Dr Gilbertson told GI News ‘Introduction of rice cereal for infants with hypoglycemia should not cause any problems. I would generally recommend mixing it with expressed breast milk to modify the GI effect. Rice cereal is an important introductory food for babies as it is iron fortified. Infants need additional iron intake at six months of age to meet their requirements. The main key to management of infant hypoglycemia is to ensure the baby has a regular intake of carbohydrate throughout the day (frequent feeds/meals and snacks) and avoids long periods of fast. Foods high in added or natural sugars (fruit juices) should also be avoided as these may aggravate the hypoglycemia. Deliberately avoiding or limiting the carbohydrate-containing foods will also cause the blood glucose levels to drop low in an infant with a diagnosed hypoglycemic disorder. Mum also needs to encourage baby to try a wide range of tastes and textures of the fruit and vegetable variety (focusing on either low GI or combination of low with high to modify the effect). As the child gets older, Mum can introduce the dairy foods that of course all have a low GI and other breads and cereals. Any parent who has a child with a hypoglycaemic endocrine disorder should seek out individual professional nutritional advice from their local pediatric dietitian or contact their local APD (Accredited Practicing Dietitian) (www.daa.asn.au)'.
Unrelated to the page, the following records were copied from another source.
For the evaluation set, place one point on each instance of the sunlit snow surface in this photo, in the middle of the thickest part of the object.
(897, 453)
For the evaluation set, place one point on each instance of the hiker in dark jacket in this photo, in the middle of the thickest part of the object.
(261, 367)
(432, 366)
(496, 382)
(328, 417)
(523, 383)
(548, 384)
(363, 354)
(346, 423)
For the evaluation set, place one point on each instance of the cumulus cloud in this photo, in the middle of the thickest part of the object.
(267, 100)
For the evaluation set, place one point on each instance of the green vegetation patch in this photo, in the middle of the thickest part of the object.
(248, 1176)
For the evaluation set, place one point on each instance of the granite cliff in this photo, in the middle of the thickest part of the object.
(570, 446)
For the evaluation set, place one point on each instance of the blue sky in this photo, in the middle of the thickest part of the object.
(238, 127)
‘Is there a GI Plan for nursing mothers?’


We thought that GI Group member, Joanna McMillan-Price, co-author of The Low GI Diet and The Low GI Diet Cookbook, and a new Mum breastfeeding and trying to get back into shape would be the best person to answer this.

‘A low GI diet is ideal for while you are breastfeeding,’ says Joanna. ‘Breastfeeding requires a lot of energy and theoretically this additional energy comes from the body fat we laid down during pregnancy. Of course in reality it doesn't all get used up and most of us have to make a concerted effort to work off the baby weight. To do this though it is important that you don't go on a low calorie diet or any sort of extreme measure such as the low carb diets popular in the press. Since breastfeeding tends to increase your appetite (the body's way of ensuring you have the energy required to produce milk) this is good news as staying on such a diet would be a nightmare! This is what makes the low GI approach so successful—forget about trying to count calories or even your portions of food. First and for most focus on the sorts of foods you are eating. Low GI foods are the wholegrains, fresh fruit and vegetables and legumes. By eating these foods as the mainstay of your meals you can trust your appetite and eat to satisfaction while you are breastfeeding. Also get back to some exercise—even if it’s just a daily walk with the pram. You should then find that the weight slowly starts to shift—realistically give yourself at least that first six months to get back to your pre-pregnancy weight.’